W. Garrett Horder, comp. The Poets’ Bible: New Testament. 1895.

The Barren Fig-Tree

Stephen Greenleaf Bulfinch (1809–1870)

‘Behold, these three years I come seeking fruit on this fig-tree, and find none; cut it down; why cumbereth it the ground?’—LUKE XIII. 7.

YEAR passeth after year, O Lord our God!

Thy mercy spares us, and thy might sustains.

Sometimes we feel the chastening of thy rod,

Sometimes thy love with gentle voice complains.

By turns thy sun hath smiled, thy storms have frowned,

No worthy fruit is ours, vain cumberers of the ground.

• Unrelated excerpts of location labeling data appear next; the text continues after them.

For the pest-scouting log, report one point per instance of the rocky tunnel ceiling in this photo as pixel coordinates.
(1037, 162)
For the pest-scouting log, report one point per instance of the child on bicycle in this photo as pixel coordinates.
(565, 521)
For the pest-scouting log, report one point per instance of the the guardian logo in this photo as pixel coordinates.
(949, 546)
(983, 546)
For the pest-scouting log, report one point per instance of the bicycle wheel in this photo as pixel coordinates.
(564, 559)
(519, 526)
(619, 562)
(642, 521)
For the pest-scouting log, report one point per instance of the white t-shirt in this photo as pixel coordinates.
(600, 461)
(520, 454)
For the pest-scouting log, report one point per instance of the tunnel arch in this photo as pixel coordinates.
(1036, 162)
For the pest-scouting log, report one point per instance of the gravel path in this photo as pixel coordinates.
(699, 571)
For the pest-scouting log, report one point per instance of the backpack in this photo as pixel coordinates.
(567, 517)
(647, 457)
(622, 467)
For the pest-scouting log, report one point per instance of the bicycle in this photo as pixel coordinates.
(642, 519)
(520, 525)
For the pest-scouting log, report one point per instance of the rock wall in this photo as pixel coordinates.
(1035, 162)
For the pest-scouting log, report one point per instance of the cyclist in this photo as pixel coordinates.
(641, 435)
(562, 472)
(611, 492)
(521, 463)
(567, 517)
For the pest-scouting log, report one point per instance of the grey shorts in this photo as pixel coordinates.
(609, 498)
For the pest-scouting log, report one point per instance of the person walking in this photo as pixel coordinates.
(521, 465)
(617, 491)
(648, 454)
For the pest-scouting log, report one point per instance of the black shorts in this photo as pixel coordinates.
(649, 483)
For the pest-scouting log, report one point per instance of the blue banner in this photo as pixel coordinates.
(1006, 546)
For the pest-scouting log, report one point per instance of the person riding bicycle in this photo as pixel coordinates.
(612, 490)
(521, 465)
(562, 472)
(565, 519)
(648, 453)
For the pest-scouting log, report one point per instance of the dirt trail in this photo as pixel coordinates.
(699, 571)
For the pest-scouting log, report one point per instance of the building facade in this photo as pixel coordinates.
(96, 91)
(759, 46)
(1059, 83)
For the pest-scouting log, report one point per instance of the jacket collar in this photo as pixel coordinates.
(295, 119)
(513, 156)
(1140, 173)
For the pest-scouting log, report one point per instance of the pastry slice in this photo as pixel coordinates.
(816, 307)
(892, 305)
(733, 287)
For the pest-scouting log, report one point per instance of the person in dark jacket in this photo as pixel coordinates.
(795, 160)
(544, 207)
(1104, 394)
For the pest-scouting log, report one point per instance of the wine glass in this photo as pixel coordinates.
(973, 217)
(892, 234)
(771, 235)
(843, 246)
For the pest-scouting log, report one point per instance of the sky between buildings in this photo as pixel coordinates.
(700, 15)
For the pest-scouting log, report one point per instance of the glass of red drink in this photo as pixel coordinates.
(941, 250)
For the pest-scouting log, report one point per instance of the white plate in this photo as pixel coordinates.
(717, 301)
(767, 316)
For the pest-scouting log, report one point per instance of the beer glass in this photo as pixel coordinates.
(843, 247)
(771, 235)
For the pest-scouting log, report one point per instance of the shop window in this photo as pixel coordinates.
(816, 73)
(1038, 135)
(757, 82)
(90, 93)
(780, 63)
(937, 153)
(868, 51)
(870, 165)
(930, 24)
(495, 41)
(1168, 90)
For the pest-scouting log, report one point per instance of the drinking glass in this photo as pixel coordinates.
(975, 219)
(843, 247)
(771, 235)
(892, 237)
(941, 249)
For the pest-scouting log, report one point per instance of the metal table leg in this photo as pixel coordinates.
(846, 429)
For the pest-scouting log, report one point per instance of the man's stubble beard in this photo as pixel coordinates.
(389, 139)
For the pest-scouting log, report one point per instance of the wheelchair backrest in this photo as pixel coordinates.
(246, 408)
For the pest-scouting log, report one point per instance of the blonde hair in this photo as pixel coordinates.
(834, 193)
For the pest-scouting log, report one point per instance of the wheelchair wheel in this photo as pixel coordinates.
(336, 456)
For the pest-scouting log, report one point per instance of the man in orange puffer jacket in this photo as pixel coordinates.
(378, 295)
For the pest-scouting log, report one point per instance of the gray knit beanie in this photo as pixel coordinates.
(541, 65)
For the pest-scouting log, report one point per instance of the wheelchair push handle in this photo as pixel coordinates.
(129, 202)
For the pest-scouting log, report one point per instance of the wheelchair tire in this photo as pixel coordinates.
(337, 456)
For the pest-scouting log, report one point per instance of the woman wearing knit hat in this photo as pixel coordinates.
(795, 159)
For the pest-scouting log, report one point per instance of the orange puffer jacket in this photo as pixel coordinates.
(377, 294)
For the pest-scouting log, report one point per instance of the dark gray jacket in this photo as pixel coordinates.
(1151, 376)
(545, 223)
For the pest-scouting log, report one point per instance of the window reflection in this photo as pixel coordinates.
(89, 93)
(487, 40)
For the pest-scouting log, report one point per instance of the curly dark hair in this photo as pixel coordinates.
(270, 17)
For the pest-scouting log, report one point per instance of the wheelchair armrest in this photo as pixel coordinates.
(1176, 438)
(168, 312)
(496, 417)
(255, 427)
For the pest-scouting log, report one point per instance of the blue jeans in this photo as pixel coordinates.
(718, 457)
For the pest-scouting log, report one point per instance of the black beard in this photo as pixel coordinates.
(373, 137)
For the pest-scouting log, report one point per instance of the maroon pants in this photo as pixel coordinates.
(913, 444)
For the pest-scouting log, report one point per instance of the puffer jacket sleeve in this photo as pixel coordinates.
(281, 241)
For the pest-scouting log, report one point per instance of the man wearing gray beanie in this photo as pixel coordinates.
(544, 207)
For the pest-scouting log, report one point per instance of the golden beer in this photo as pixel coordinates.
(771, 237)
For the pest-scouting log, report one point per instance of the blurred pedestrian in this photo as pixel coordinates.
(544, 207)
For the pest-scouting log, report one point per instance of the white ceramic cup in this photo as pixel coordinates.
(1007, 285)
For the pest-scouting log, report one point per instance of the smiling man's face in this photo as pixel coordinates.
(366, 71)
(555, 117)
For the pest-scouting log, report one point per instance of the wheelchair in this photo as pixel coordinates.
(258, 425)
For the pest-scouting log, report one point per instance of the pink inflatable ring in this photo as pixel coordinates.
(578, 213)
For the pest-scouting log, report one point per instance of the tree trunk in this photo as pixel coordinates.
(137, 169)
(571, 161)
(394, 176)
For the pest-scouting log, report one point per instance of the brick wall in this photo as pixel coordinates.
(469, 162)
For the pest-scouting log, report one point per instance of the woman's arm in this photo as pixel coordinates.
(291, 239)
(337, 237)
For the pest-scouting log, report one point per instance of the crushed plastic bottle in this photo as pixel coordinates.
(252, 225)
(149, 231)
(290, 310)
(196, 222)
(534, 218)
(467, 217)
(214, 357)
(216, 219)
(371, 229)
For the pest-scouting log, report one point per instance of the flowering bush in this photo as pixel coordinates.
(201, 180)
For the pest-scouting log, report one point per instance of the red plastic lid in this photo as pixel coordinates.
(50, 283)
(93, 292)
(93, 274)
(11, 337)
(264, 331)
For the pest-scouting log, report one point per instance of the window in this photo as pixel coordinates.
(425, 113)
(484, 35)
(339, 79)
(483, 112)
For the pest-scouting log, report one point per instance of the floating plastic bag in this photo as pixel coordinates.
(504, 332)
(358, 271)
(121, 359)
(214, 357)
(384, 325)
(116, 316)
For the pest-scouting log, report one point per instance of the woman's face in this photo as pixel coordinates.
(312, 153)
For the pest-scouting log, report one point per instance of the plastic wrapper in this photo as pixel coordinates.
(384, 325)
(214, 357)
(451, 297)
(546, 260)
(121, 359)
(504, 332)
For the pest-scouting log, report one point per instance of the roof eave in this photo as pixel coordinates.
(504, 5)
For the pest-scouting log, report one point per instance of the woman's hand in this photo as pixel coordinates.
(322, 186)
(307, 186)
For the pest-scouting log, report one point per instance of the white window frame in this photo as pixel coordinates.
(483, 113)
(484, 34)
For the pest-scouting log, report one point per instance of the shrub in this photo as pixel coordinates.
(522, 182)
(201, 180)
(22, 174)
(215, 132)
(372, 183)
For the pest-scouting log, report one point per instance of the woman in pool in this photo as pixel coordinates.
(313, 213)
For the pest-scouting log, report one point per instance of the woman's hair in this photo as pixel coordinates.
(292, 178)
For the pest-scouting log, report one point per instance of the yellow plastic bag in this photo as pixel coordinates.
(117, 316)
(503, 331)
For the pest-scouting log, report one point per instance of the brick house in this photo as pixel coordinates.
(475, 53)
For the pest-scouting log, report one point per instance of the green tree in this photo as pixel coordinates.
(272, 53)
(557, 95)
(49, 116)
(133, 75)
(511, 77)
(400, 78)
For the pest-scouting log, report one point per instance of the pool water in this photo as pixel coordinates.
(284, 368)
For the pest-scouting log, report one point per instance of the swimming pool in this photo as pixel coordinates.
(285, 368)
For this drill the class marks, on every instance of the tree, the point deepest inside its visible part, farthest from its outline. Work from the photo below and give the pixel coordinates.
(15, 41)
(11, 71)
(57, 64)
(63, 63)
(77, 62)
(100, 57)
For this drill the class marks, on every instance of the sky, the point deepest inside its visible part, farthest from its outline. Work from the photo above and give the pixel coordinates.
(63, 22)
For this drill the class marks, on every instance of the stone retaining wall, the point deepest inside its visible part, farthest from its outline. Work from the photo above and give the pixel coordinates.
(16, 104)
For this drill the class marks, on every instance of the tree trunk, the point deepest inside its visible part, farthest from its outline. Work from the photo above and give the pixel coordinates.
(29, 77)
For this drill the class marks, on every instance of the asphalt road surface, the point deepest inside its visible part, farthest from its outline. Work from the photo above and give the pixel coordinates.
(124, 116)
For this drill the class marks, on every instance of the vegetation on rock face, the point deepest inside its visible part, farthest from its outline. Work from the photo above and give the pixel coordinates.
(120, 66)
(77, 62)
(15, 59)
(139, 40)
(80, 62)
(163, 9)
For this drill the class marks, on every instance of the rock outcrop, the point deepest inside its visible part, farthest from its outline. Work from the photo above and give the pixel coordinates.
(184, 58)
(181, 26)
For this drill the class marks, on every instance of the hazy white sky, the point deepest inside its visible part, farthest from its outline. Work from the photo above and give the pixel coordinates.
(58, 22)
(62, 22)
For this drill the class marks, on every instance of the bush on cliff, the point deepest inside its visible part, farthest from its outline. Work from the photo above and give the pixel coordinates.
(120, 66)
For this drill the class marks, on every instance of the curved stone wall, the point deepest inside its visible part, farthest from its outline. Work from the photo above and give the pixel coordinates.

Shouldst thou in anger speak, Lord! who could stand

Before thy justice in its dreadful hour?

Who could endure the thunders of thy hand,

What human might arrest thy sovereign power?

Spare us, O God, thy mercy we implore!

Grant to the barren tree space for one trial more.

One trial more! If then we bear no fruit,

O God of justice! who shall longer stay

Thine arm? Behold the axe is at the root.

O let Repentance prune our faults away.

Thy grace, O Lord! in plenteous showers descend,

And bid the rescued boughs with clustering honors bend.